Başvuru kararının gerekçe bölümü şöyledir:

1- İTİRAZ KONUSU FIKRA ANAYASA 'NIN 10. MADDESİNE AYKIRIDIR.

Anayasa 'nın 10. maddesinde, "Herkes dil, ırk, renk, cinsiyet, siyasi düşünce, felsefi inanç, din, mezhep ve benzeri sebeplerle ayrım gözetilmeksizin kanun önünde eşittir. Hiçbir kişiye, aileye, zümreye veya sınıfa imtiyaz tanınamaz. Devlet organları ve idare makamları bütün işlemlerinde kanım önünde eşitlik ilkesine uygun olarak hareket etmek zorundadırlar " hükmüne yer verilmiştir.

Anayasa'nın 10. maddesinde yer verilen "yasa önünde eşitlik ilkesi" hukuksal durumları aynı olanlar için söz konusudur. Bu ilke ile eylemli değil, hukuksal eşitlik öngörülmüştür. Eşitlik ilkesinin amacı aynı durumda bulunan kişilerin yasalar karşısında aynı işleme bağlı tutulmalarım sağlamak, ayrım yapılmasını ve ayrıcalık yapılmasını Önlemektir. Bu ilkeyle aynı durumda bulunan kimi kişi ve topluluklara ayrı kurallar uygulanarak yasa karşısında eşitliğin çiğnenmesi yasaklanmıştır.

İtiraz konusu fıkrada, "Avukatlık hizmetleri sınıfına girenlerin memuriyete girmeden önce veya memurluktan ayrılarak serbest avukatlıkta geçirdikleri sürelerin 3/4 ü memuriyette geçmiş sayılarak bu sürelerin her yılı bir kademe ilerlemesine ve her üç yıl bir derece yükselmesine esas olacak şeklinde değerlendirilir. " hükmü yer almıştır. Bu madde hükmünden memuriyetten önce yapılan avukatlığın, kademe ilerlemesine ve derece yükselmesine esas alınabilmesi için "serbest olarak yapılması " gerektiği anlaşılmaktadır.
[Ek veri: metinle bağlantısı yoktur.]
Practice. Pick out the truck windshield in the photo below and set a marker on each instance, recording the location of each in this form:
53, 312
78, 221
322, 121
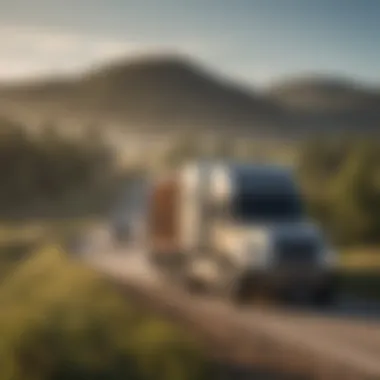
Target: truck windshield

Nitekim; uygulamada; idare tarafından memuriyetten önce yapılan avukatlığın kademe ilerlemesi ve derece yükselmesine esas alınabilmesi için avukatlığın serbest olarak yapılması gerektiği ileri sürüldüğü gibi, Danıştay'ın istikrar kazanan içtihatlarında da bu şekilde değerlendirilmiştir. (Örneğin; Ankara 1. İdare Mahkemesi, avukatlığın serbest olarak yapılması gerektiği bunun için ise avukatlık mesleğinin herhangi bir kurum veya şahsa bağlı olarak değil de kendi vergi numarasıyla icra edilmesi gerektiğinden bahisle 19.07.2011 tarih ve E.2011/694, K.2011/1420 sayılı kararıyla davayı reddetmiş, yapılan temyiz incelemesi sonucunda dava Danıştay 5. Dairesi tarafından 08.03.2013 tarih ve E:2012/402, K:2013/1752 sayılı karar ile üç'e iki oy çokluğuyla onanmıştır.)

Buna göre; Avukatlık Kanununun 1. maddesine göre "Avukatlık kamu hizmeti ve serbest bir meslektir. Avukat, yargının kurucu unsurlarından biri olan bağımsız savunmayı serbestçe temsil eder" aynı Kanunun 'Avukatlıkla Birleşebilen İşler' başlıklı 12. maddesinde; "Avukatın özel hukuk tüzel kişilerinin hukuk müşavirliği ve sürekli avukatlığı ile bir avukat yazıhanesinde ücret karşılığı avukatlık yapabileceği" belirtilmiştir. Yani avukat ücret karşılığında sigortalı olarak bir özel hukuk tüzel kişisinin avukatlığını sürekli üstlenebilecektir.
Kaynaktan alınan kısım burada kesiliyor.